The True Rewards of Giving
Would most people rather save one person or save the world? The answer might surprise you.
University of Oregon psychologist Paul Slovic asked subjects for donations to save a little girl from starvation. To one group he gave no other information; to the other group he added that this girl was one of millions of other starving people. Logically, that extra bit of information should make no difference, since the girl being saved is the same.

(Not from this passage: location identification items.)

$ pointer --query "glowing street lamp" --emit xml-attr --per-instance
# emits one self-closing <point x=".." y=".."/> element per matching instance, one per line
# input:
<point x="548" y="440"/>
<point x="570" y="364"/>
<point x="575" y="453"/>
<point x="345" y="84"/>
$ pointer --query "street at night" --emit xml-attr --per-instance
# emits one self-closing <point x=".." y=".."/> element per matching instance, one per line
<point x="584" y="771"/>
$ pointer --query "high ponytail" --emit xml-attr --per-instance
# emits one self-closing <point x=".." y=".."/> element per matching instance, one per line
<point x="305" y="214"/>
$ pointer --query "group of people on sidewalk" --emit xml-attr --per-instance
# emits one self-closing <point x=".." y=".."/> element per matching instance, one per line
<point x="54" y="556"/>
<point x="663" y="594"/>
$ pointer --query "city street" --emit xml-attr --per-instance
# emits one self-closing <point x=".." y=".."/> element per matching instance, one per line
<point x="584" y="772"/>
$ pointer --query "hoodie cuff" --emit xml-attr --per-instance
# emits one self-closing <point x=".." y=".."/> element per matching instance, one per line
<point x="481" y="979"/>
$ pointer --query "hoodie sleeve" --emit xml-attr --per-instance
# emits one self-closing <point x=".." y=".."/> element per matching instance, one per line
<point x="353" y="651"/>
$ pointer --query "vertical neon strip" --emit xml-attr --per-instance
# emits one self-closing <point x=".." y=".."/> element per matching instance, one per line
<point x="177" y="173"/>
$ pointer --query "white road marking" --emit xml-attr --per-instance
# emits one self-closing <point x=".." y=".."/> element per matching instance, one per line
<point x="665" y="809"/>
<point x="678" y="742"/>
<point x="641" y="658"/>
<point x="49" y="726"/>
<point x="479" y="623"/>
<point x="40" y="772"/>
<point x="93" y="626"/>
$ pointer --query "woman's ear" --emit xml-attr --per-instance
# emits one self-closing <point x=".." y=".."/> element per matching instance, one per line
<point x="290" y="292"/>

But as one of my mentors likes to say, human beings are psychological and not logical creatures. Case in point: subjects in the second group donated about half as much money as those in the first group.
Building Character and Acquiring a Civil Tongue
Older readers will remember Johnny Carson, the legendary host of the Tonight Show whose 30-year tenure preceded that of Jay Leno. But not so many remember Mr. Carson’s predecessor, Jack Paar, and fewer still will recall why he left the show.
In the opening monologue one night, Mr. Paar uttered the expression “W.C.,” a mostly-forgotten anachronism meaning Water Closet, yet another anachronism meaningbathroom. The censors bleeped the term as profane. Mr. Paar quit the show in protest.
The story strikes as comical, and we can’t help rolling our collective eyes at the overzealous censors who couldn’t tell real profanity from the merely indelicate. But when it comes to values, we can’t escape the inevitable objection: who gets to decide where to draw the line?